The computing industry is facing a lot of challenges in handling the data they produce. The industries are being challenged to develop ways to achieve a cost-effective processing of large scale data.
The introduction of MapReduce computing has led to the discovery of various methods which can be used to deal with data intensive computing.
MapReduce has some open source software, and Hadoop is one of them. It is used to manage storage resources in different intensive computing clusters using a distributed user-level filesystem.
The file system, Hadoop Distributed File System (HDFS) is designed for easy portability and installation across various hardware and software systems. Java is used to write the storage system.
The performance of the underlying storage system is the one which determines the efficiency of Hadoop cluster. HDFS offers universal access to files in the group.
Input data from HDFS can be read by map tasks, and output data can be saved in HDFS using reduce tasks. However, the intermediary data between map and reduce tasks is stored in each local node in temporary storage, not in HDFS.
HDFS divides files into large blocks which are then saved as separate files in the local file system. Implementation of HDFS happens through two services, the DataNode and NameNode. The NameNode operates on a single node, but it is a centralized service in the structure.

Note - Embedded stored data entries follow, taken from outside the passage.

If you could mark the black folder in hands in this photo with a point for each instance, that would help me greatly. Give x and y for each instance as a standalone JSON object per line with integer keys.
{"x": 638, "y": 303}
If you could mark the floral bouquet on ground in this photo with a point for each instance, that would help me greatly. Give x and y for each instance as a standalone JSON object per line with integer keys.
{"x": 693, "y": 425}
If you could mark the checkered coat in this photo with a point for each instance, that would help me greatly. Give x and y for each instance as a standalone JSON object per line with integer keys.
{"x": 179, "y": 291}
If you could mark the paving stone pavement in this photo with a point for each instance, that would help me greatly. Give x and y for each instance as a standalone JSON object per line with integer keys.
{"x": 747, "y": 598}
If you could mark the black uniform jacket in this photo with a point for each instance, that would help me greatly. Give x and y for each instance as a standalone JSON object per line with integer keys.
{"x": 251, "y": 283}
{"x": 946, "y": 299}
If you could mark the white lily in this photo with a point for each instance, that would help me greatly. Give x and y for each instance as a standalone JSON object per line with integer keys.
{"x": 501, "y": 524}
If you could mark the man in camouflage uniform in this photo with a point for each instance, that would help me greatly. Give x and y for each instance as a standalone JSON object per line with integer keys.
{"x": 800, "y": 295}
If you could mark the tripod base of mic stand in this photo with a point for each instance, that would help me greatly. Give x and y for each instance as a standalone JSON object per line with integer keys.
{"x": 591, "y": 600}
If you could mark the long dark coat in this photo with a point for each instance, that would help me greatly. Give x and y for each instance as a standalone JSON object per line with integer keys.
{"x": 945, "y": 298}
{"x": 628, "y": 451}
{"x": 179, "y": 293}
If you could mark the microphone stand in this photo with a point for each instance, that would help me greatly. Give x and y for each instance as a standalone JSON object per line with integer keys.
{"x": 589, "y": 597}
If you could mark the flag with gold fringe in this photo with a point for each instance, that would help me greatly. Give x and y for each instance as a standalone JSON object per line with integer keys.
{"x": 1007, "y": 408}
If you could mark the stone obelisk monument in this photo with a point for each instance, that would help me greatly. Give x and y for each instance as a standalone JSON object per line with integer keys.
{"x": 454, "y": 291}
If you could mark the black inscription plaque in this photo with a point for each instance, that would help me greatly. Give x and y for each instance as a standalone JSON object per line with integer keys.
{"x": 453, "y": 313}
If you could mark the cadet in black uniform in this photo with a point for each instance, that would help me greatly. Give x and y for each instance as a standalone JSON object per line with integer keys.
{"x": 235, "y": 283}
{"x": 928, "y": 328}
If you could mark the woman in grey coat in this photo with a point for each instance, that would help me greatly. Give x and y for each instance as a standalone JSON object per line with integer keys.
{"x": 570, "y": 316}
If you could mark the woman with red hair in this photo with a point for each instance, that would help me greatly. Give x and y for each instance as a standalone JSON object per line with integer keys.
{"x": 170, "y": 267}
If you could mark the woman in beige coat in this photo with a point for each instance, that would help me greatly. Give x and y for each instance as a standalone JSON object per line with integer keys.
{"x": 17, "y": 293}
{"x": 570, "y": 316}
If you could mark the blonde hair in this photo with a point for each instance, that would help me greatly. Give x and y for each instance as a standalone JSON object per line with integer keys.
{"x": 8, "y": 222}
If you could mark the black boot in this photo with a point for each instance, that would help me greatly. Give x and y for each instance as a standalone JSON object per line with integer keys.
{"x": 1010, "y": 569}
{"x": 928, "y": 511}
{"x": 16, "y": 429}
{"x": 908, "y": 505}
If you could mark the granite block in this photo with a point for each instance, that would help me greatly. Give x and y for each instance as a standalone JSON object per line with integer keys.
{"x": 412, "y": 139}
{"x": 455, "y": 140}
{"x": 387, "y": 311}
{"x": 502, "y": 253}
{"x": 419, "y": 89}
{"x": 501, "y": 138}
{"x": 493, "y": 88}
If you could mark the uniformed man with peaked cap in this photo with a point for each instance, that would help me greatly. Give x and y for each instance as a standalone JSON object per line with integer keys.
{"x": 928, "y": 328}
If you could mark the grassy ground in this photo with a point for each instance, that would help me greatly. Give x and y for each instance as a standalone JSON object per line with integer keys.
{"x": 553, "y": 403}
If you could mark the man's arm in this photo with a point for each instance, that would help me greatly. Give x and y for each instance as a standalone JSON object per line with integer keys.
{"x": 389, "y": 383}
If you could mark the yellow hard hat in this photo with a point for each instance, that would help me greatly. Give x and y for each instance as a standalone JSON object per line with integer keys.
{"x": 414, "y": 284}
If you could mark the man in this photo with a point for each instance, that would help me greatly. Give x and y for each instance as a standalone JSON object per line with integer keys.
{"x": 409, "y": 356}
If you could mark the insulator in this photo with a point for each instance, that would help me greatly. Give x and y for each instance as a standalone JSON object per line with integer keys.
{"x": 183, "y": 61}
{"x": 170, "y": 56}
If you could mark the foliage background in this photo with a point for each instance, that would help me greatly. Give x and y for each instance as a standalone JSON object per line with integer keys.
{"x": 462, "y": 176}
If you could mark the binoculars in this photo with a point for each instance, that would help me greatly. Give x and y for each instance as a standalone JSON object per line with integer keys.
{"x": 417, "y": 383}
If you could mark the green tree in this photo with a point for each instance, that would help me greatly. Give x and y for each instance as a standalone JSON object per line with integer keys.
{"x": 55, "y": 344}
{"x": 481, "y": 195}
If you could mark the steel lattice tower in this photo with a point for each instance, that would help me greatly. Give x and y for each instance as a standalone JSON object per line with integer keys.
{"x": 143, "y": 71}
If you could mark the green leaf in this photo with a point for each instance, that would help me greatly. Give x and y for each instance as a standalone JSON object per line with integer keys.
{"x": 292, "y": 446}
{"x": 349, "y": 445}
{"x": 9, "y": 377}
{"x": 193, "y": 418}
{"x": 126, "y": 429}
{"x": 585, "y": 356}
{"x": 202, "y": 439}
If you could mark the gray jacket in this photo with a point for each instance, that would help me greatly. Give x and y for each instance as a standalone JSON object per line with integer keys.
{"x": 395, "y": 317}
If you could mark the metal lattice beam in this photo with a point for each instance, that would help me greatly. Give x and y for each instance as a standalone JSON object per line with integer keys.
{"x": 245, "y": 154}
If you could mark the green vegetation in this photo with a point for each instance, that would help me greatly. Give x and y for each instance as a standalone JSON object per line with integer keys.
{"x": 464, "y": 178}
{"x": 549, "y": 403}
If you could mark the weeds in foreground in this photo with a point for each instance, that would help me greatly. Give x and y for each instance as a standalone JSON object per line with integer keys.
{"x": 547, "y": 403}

It is the one that manages the HDFS directory tree. Clients can only perform common file system operations like opening, closing and deleting by contacting the NameNode. The NameNode maintains the mapping between HDFS file names, a list of blocks in the file and the DataNodes in which these blocks are stored.
HDFS blocks are stored by the DataNodes on behalf of the remote or local clients. The node’s local file system then stores each block as a separate file. It is not a must for all nodes to use the same local file system. This is because the DataNode extracts away each detail in the local storage arrangement.

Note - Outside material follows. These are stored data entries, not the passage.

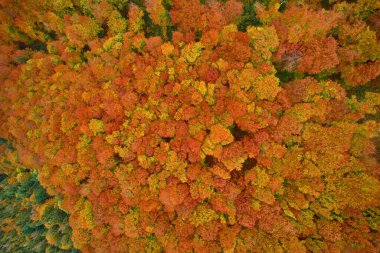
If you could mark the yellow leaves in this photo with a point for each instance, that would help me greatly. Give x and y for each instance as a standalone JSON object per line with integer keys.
{"x": 121, "y": 151}
{"x": 130, "y": 224}
{"x": 266, "y": 87}
{"x": 176, "y": 166}
{"x": 218, "y": 171}
{"x": 67, "y": 124}
{"x": 167, "y": 48}
{"x": 202, "y": 214}
{"x": 85, "y": 217}
{"x": 136, "y": 21}
{"x": 116, "y": 23}
{"x": 220, "y": 135}
{"x": 222, "y": 65}
{"x": 201, "y": 87}
{"x": 225, "y": 34}
{"x": 262, "y": 178}
{"x": 115, "y": 42}
{"x": 191, "y": 52}
{"x": 96, "y": 126}
{"x": 264, "y": 40}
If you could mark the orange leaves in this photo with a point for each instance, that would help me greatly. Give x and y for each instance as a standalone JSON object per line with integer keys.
{"x": 198, "y": 133}
{"x": 220, "y": 135}
{"x": 173, "y": 196}
{"x": 301, "y": 24}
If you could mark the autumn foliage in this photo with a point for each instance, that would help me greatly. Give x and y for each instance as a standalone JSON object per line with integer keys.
{"x": 199, "y": 126}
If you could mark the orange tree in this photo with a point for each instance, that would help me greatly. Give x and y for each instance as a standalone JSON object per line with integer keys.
{"x": 199, "y": 126}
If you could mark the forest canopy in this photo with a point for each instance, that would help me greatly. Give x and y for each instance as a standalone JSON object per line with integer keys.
{"x": 189, "y": 126}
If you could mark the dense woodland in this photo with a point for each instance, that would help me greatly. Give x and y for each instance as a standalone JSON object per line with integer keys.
{"x": 189, "y": 126}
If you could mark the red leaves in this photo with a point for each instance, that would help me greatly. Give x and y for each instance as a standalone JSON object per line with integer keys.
{"x": 173, "y": 196}
{"x": 207, "y": 141}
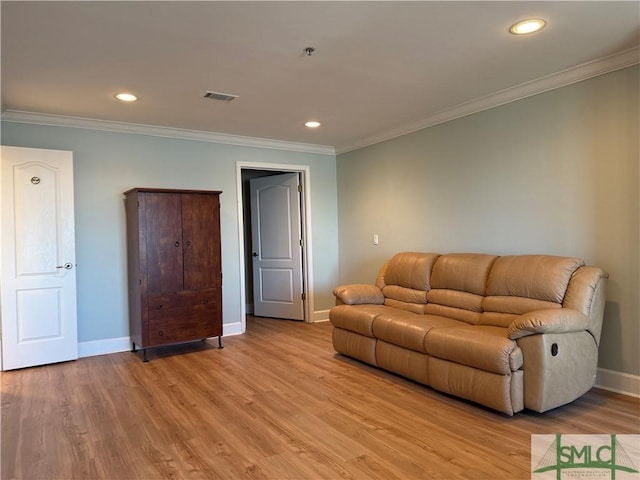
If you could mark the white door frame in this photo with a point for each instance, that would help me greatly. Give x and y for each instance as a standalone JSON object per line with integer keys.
{"x": 307, "y": 270}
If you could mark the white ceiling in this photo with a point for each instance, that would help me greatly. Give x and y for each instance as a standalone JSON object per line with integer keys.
{"x": 379, "y": 68}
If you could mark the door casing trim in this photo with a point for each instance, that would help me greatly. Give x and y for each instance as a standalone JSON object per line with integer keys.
{"x": 307, "y": 264}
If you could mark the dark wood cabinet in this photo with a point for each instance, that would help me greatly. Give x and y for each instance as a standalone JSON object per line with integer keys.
{"x": 174, "y": 266}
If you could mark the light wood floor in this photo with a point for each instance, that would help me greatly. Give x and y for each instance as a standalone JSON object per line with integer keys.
{"x": 276, "y": 403}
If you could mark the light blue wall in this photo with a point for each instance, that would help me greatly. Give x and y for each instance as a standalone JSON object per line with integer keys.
{"x": 107, "y": 164}
{"x": 556, "y": 173}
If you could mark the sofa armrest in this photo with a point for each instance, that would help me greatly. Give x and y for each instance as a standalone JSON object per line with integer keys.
{"x": 358, "y": 294}
{"x": 556, "y": 320}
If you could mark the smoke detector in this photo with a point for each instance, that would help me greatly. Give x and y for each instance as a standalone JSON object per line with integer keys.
{"x": 222, "y": 97}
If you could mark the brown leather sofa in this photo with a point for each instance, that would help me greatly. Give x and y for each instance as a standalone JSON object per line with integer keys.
{"x": 508, "y": 332}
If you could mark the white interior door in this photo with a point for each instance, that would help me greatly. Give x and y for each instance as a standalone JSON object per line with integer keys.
{"x": 38, "y": 279}
{"x": 276, "y": 235}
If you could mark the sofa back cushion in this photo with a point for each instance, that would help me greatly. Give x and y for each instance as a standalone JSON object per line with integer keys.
{"x": 405, "y": 280}
{"x": 522, "y": 283}
{"x": 458, "y": 285}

The NameNode can order the DataNodes to either create or destroy the blocks. Typically, clients use the NameNode to validate or process their requests. The namespace is managed by the NameNode, but the clients can also communicate with the DataNodes directly to read or write data at the HDFS block level.
Hadoop MapReduce applications utilize storage very differently compared to general-purpose computing. First, the data files accessed are normally very large, between tens to hundreds of GB in size.
Streaming access patterns are then used to manipulate these files. These patterns are typically used to process a batch of workloads at a time. When reading the files, large data segments are retrieved per every operation.
Client applications see the HDFS file as a standard output stream for them to write data to HDFS. However, great deals of complexities are hidden by this concept in the Hadoop framework. When it comes to writing HDFS data to disk, there are three threads which perform different tasks.
The client-facing thread is the first one. First, it fragments the data stream into HDFS-sized blocks, typically 64MB then it reduces that to smaller packets of 64KB.
FIFO which can hold up to 5MB then queues each packet, thus removing the client thread from the storage system dormancy during normal operations.
The second thread then removes the queued packed from the FIFO. The thread then assigns HDFS block IDs and destinations in coordination with the NameNode. It then transmits the blocks to either local or remote DataNodes for storage.
Lastly, the third thread manages the responses from the DataNodes that all data has been committed to a disk. Now and then, the DataNodes generate a report of all the blocks stored in the NameNode. The reports verify the replication of each file and in case that fails, instruct the DataNodes to make extra copies.